In its accompanying report on economic developments, the RBI said CPI inflation is expected to remain above 9 percent in the fourth quarter of the fiscal year 2013-14, which ends March 31, and range between 7.5 and 8.5 percent in the fourth quarter of FY 2014-15, with the balance of risks tilted to the upside.
If the RBI is succeeds in reducing inflation to its target, India’s economic growth is expected to improve to around 5.5 percent in FY 2014-15, which begins on April 1, compared with a little below 5 percent for the current 2013-14 year.
“A pick-up in investment in an environment in which external demand continues to be supportive of export performance could impact an upside to this forecast,” the RBI said.
India’s Gross Domestic Product expanded by an annual 4.8 percent in the third calendar quarter, up from 4.4 percent in the second quarter.

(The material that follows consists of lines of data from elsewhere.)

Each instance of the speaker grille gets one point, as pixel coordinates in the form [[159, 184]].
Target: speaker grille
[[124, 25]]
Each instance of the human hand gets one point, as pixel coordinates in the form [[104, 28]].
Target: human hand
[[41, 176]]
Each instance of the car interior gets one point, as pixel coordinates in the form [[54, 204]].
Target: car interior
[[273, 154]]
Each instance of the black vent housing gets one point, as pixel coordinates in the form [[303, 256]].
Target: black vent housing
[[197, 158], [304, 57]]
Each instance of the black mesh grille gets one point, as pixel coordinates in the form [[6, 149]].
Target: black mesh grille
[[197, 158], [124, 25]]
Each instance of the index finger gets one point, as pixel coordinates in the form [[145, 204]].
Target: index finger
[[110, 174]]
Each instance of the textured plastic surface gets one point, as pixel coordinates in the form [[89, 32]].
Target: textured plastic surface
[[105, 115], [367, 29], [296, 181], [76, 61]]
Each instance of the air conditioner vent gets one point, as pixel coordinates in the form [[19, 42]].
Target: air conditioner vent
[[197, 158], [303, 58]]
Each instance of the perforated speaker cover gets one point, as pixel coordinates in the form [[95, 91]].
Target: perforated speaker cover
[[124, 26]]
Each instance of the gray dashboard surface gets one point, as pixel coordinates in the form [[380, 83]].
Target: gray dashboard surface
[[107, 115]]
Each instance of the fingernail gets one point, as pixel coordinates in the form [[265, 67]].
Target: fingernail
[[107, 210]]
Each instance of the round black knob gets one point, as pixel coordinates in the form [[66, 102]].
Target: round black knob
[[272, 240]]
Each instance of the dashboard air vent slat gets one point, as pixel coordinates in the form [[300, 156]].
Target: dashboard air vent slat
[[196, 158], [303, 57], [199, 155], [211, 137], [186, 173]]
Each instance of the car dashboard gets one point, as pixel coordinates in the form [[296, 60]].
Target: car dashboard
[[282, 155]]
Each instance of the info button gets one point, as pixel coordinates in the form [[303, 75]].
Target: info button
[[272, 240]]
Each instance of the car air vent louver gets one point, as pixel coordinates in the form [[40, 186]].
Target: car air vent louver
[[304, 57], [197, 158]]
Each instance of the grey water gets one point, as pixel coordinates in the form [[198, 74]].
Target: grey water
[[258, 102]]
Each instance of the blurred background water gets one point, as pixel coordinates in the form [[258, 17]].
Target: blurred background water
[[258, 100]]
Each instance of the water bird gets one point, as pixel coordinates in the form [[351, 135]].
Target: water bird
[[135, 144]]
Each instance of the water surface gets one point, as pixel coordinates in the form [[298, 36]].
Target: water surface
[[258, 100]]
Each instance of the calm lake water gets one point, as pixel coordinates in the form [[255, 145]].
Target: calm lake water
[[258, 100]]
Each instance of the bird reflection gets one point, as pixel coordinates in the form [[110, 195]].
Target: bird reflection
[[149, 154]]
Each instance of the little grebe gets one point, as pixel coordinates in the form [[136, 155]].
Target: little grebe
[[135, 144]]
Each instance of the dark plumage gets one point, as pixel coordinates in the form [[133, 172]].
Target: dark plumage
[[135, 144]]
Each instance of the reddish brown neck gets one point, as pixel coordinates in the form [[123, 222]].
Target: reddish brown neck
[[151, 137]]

The RBI expects some loss of growth momentum in the October-December quarter with industrial activity still contracting, weaker consumer demand and lackluster capital goods production due to stalled investment demand. Fiscal tightening is also likely to exacerbate the weak demand.
But although the global recovery is gaining traction that will help boost demand, the RBI said “uncertainty continues to surround the prospects for some emerging economies, with domestic fragilities getting accentuated. Financial market contagion is a clear potential risk.”

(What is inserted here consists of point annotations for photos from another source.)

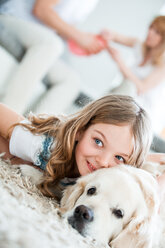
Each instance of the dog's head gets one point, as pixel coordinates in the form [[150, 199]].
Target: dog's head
[[115, 206]]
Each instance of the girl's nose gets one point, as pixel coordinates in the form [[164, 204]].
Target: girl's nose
[[105, 160]]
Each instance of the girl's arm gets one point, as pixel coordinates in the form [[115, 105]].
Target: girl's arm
[[44, 11], [8, 118], [110, 35], [142, 85]]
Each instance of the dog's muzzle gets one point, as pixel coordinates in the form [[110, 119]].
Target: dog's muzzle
[[81, 217]]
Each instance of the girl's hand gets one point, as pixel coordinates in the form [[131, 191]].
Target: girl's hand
[[115, 54], [90, 42], [107, 35]]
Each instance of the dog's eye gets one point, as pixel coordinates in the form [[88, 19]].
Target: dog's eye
[[119, 213], [91, 191]]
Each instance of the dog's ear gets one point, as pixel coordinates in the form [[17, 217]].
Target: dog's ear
[[70, 196], [135, 234], [139, 231]]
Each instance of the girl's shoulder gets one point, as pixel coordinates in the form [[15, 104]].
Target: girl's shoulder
[[31, 147]]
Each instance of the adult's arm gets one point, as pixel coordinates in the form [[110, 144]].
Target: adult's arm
[[125, 40], [142, 85], [44, 11]]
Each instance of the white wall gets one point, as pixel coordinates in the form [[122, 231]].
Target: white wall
[[131, 17]]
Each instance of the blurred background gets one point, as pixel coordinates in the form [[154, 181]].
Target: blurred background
[[130, 17]]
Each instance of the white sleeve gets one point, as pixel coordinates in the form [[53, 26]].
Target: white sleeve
[[24, 144]]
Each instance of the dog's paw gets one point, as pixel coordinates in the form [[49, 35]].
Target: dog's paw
[[35, 175]]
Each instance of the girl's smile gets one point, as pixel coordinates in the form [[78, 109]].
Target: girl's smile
[[103, 145]]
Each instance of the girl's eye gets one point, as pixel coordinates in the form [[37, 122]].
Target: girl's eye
[[98, 142], [121, 159]]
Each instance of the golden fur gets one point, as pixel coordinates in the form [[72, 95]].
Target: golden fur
[[131, 190]]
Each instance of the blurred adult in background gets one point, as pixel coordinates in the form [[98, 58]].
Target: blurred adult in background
[[145, 78], [39, 26]]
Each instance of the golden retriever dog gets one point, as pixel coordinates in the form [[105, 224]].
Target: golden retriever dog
[[118, 206]]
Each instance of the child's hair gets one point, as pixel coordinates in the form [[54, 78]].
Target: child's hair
[[158, 56], [111, 109]]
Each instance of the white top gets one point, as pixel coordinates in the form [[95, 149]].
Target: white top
[[71, 11], [154, 99], [33, 148]]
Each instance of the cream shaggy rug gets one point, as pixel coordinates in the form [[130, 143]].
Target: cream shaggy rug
[[30, 220]]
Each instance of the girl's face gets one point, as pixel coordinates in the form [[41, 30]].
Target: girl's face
[[103, 145], [154, 38]]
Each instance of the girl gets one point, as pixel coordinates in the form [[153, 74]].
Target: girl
[[111, 130], [145, 78]]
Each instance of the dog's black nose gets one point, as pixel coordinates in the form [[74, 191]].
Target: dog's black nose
[[84, 213]]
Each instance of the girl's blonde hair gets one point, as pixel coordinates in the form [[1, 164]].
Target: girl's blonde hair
[[112, 109], [158, 55]]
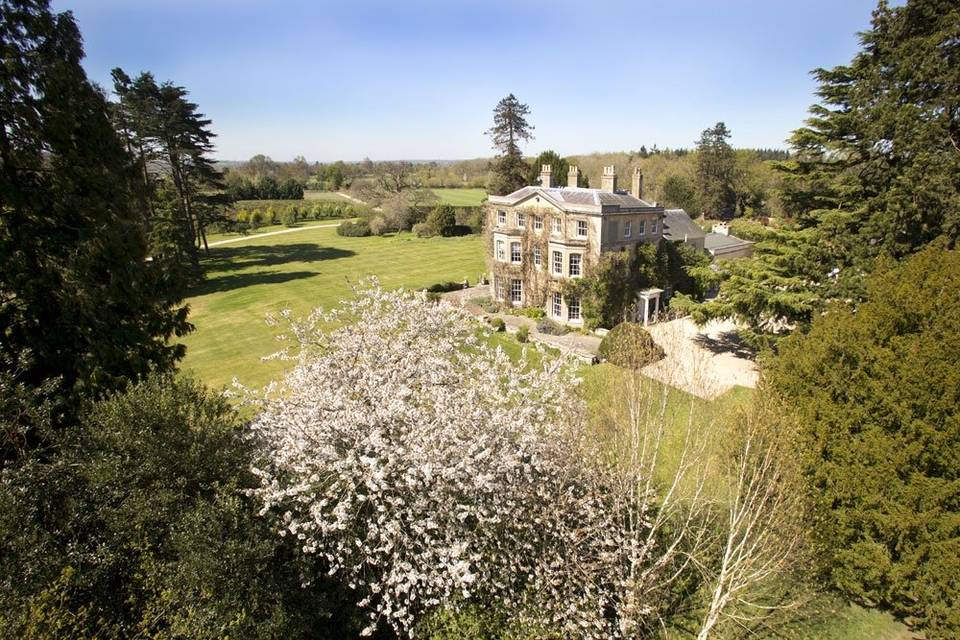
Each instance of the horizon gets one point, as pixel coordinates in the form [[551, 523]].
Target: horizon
[[378, 81]]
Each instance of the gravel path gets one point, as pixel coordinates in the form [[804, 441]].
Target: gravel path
[[271, 233]]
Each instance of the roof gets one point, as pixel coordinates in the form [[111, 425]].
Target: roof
[[678, 226], [719, 242], [578, 199]]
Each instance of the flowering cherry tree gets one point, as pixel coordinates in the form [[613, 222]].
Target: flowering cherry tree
[[426, 469]]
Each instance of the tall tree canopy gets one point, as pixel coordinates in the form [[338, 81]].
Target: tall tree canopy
[[715, 172], [878, 390], [79, 301], [510, 128], [877, 168]]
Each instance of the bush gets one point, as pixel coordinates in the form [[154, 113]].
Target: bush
[[551, 328], [353, 229], [443, 220], [378, 226], [289, 217], [629, 345], [423, 230]]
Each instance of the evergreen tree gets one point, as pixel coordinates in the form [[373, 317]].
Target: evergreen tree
[[80, 303], [558, 168], [510, 127], [878, 390], [875, 169], [715, 172]]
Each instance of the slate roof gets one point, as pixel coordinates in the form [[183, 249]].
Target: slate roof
[[715, 241], [678, 226], [578, 198]]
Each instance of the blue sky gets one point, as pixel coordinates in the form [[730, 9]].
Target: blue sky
[[415, 79]]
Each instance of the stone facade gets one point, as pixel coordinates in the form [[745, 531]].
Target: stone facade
[[537, 237]]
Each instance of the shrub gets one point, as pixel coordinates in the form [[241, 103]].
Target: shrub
[[629, 345], [378, 226], [443, 220], [289, 217], [423, 230], [353, 229], [551, 328]]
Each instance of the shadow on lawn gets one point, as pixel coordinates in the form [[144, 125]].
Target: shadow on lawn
[[219, 284], [236, 258], [726, 342]]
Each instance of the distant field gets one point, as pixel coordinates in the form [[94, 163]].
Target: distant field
[[328, 196], [461, 197], [300, 271]]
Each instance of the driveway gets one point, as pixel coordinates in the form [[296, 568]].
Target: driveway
[[706, 361]]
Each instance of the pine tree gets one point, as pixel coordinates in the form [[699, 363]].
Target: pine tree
[[80, 303], [715, 172], [510, 127]]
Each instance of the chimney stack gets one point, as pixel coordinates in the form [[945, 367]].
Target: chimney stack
[[546, 176], [637, 184], [608, 181]]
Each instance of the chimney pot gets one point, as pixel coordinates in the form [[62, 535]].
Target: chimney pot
[[608, 181], [546, 176]]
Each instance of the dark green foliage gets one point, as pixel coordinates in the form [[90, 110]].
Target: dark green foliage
[[510, 127], [80, 304], [879, 389], [549, 327], [139, 527], [443, 220], [361, 228], [715, 172], [875, 169], [680, 192], [629, 345], [608, 290], [559, 167]]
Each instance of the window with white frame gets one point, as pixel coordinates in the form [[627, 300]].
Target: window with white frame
[[575, 260], [516, 291]]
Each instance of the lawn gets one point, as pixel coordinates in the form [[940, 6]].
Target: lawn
[[461, 197], [301, 271]]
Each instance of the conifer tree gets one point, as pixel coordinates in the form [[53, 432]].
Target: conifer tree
[[80, 303], [510, 127]]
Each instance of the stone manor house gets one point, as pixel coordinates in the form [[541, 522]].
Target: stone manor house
[[540, 236]]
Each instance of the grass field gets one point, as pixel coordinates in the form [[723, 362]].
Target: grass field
[[461, 197], [301, 271], [325, 196]]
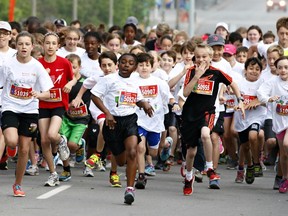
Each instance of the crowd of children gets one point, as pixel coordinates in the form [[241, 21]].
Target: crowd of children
[[77, 94]]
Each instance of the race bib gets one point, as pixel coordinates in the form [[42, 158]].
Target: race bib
[[20, 92], [149, 91], [204, 87], [127, 98], [55, 95], [78, 112]]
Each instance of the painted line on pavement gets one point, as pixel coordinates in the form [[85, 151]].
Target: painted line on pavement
[[53, 192]]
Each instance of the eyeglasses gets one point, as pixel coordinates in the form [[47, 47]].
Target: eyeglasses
[[4, 33]]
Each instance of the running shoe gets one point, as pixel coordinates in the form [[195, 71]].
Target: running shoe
[[17, 190], [53, 180], [65, 176], [32, 170], [80, 153], [115, 180], [141, 182], [249, 178], [64, 151], [188, 187], [129, 195], [150, 170], [240, 176], [277, 183], [283, 188], [11, 152], [88, 172], [92, 161], [258, 172]]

India’s trade deficit for the first nine months of fiscal 2013-14 has shrunk by 25 percent from its level last year and the current account deficit for 2013-14 is expected to be below 2.5 percent of GDP compared with a deficit of 4.8 percent in 2012-13.
“The recent resumption of portfolio flows, both equity and debt alongside the pick-up in FDI and external commercial borrowings that is underway should help finance the currency account deficit comfortably,” the RBI said.
In its third quarter review, the RBI did not make any comments about the rupee.
The rupee weakened sharply from May through August, along with many other emerging market currencies, before bouncing back in September.
Since then it has been largely stable until last week when concern over China triggered weakness in many emerging market currencies and the rupee again fell. Earlier today the rupee was trading at 63.07 to the U.S. dollar, down 1.8 percent since last Monday. Compared with the end of 2012, the rupee has lost 13 percent.
While the RBI raised its policy rate, it held the cash reserve ratio (CRR) steady at 4.0 percent. But in line with the rise in the policy rate, the marginal standing facility rate and the Bank Rate were raised by 25 basis points to 9.0 percent and the reverse repo rate is now at 7.0 percent.
In its economic report, the RBI also said there were foreign disinvestments of over US$13.4 billion ($10.5 billion in debt and $2.8 billion in equity) from the first sign of tapering of asset purchases by the U.S. Federal Reserve and Sept. 3, with the rupee depreciating by 17 percent and foreign exchange reserves depleting by nearly $17 billion.
But since then, the rupee has appreciated by 6.7 percent, the loss of reserves has been more than fully recouped and capital flows have resumed, with net investment of $9.1 billion in equities from Sept. 3 to Jan. 24, and debt flows have turned positive, with net investments of $3.8 billion.